Le cinéma, depuis ses débuts, explore les zones complexes des relations humaines, où le pouvoir et le désir se croisent et s’opposent. Les dynamiques de domination et de soumission y sont omniprésentes, qu’elles reflètent des rapports sociaux, des hiérarchies inversées ou des fantasmes intimes. À travers des œuvres érotiques, symboliques ou ouvertement provocantes, le cinéma s’attarde sur cette tension entre contrôle et abandon, entre puissance et vulnérabilité.

Ce texte plonge au cœur de cette thématique, révélant comment le septième art a su capturer, détourner et sublimer ces rapports. Entre la censure du code Hays, les détours stylistiques de grands réalisateurs, et des œuvres marquantes comme L’Ange Bleu ou Histoire d’O, le cinéma devient un terrain fertile pour interroger les tabous et les libertés humaines. Découvrez comment cette exploration artistique reflète et transcende notre condition sociale et individuelle.

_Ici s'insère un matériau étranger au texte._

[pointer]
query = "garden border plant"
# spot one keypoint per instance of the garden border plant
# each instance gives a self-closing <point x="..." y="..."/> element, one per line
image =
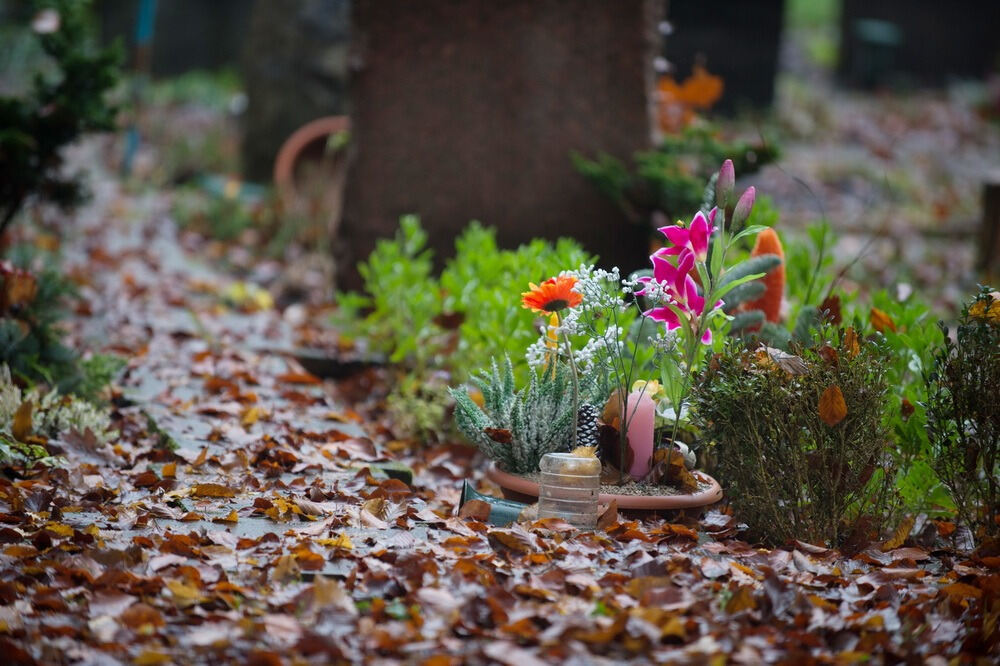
<point x="800" y="439"/>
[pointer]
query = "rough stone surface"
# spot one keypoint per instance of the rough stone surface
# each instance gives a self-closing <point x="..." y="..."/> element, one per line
<point x="938" y="41"/>
<point x="471" y="110"/>
<point x="187" y="35"/>
<point x="295" y="70"/>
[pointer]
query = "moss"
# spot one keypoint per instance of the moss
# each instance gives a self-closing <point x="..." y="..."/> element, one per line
<point x="789" y="472"/>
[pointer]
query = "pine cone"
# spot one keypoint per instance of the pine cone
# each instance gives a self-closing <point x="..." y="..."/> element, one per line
<point x="586" y="426"/>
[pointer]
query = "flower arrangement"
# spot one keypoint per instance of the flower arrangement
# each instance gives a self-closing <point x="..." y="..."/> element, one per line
<point x="626" y="350"/>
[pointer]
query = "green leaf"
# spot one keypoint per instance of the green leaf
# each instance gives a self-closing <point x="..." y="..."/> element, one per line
<point x="732" y="284"/>
<point x="759" y="264"/>
<point x="752" y="229"/>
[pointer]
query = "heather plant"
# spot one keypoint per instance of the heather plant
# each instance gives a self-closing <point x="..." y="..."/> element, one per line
<point x="597" y="329"/>
<point x="800" y="439"/>
<point x="963" y="421"/>
<point x="450" y="325"/>
<point x="515" y="427"/>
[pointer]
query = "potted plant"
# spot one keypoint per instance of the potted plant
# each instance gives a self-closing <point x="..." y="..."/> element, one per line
<point x="614" y="358"/>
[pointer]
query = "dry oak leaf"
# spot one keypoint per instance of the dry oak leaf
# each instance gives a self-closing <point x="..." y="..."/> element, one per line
<point x="22" y="427"/>
<point x="850" y="342"/>
<point x="832" y="408"/>
<point x="475" y="509"/>
<point x="499" y="435"/>
<point x="212" y="490"/>
<point x="741" y="600"/>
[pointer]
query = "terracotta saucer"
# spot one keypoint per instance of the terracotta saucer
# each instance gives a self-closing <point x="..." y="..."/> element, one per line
<point x="521" y="489"/>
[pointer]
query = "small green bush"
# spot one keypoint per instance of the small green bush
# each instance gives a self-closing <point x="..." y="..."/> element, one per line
<point x="35" y="127"/>
<point x="516" y="427"/>
<point x="793" y="469"/>
<point x="963" y="418"/>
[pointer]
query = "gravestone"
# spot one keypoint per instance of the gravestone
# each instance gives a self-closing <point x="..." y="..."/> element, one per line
<point x="294" y="70"/>
<point x="936" y="41"/>
<point x="471" y="109"/>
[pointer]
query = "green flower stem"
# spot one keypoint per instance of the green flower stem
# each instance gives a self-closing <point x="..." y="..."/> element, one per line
<point x="576" y="381"/>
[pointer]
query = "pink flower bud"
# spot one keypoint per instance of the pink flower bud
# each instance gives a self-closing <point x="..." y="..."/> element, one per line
<point x="725" y="184"/>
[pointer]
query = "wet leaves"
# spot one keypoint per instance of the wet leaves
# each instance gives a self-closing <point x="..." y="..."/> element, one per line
<point x="832" y="408"/>
<point x="249" y="526"/>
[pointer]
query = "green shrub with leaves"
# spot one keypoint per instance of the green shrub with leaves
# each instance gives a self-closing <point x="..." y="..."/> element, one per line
<point x="412" y="317"/>
<point x="963" y="419"/>
<point x="62" y="105"/>
<point x="800" y="440"/>
<point x="31" y="308"/>
<point x="671" y="179"/>
<point x="516" y="427"/>
<point x="27" y="417"/>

« Le cinéma est le lieu du réel et de la vie » (Patrice Chéreau)

Les relations de domination et de soumission structurent profondément l’existence que ce soit dans la rue, dans le travail, dans les relations amicales ou familiales. Qu’il s’agisse du contrat de travail qui instaure un lien de « subordination » entre l’employeur et le salarié, ou de l’enfant sur lequel s’exerce « l’autorité parentale », chacun, chaque jour connait, vit, jouit, subit des relations dissymétriques où parfois il a le pouvoir sur l’autre et où parfois l’autre exerce son pouvoir sur lui.

La société au fil du temps a établi des règles, limité le pouvoir que l’on peut exercer sur l’autre ou qu’il exerce sur nous. Le pater familias de la Rome antique avait droit de vie et de mort tant sur ses esclaves que sur ses enfants et sa femme alors qu’aujourd’hui « l’autorité parentale » est partagée et limitée par la société. Dans de nombreuses sociétés l’esclavage pour dettes des enfants, de la famille y compris du chef de famille étaient une situation socialement admise (une forme de sanction) en cas d’impayé mais aujourd’hui cela est prohibé, même si certaines sociétés le pratique encore en sous-main.

L’homme est certes un animal social, en tant que tel il est inséré dans un filet relationnel serré qui, même s’il n’est pas toujours désiré, lui est nécessaire ; mais il n’est pas que cela. Il est aussi un animal conscient de lui-même, du fait qu’il est un au sein d’un ensemble d’individus, dans une foule. Cette conscience qu’il a de lui en tant qu’individu, qu’être irréductible au groupe, vient heurter et bousculer la nécessité qu’il a de vivre en société et donc de devoir s’insérer dans des rapports avec l’autre, les autres, et d’accepter de voir ses désirs, sa liberté, limités, entravés.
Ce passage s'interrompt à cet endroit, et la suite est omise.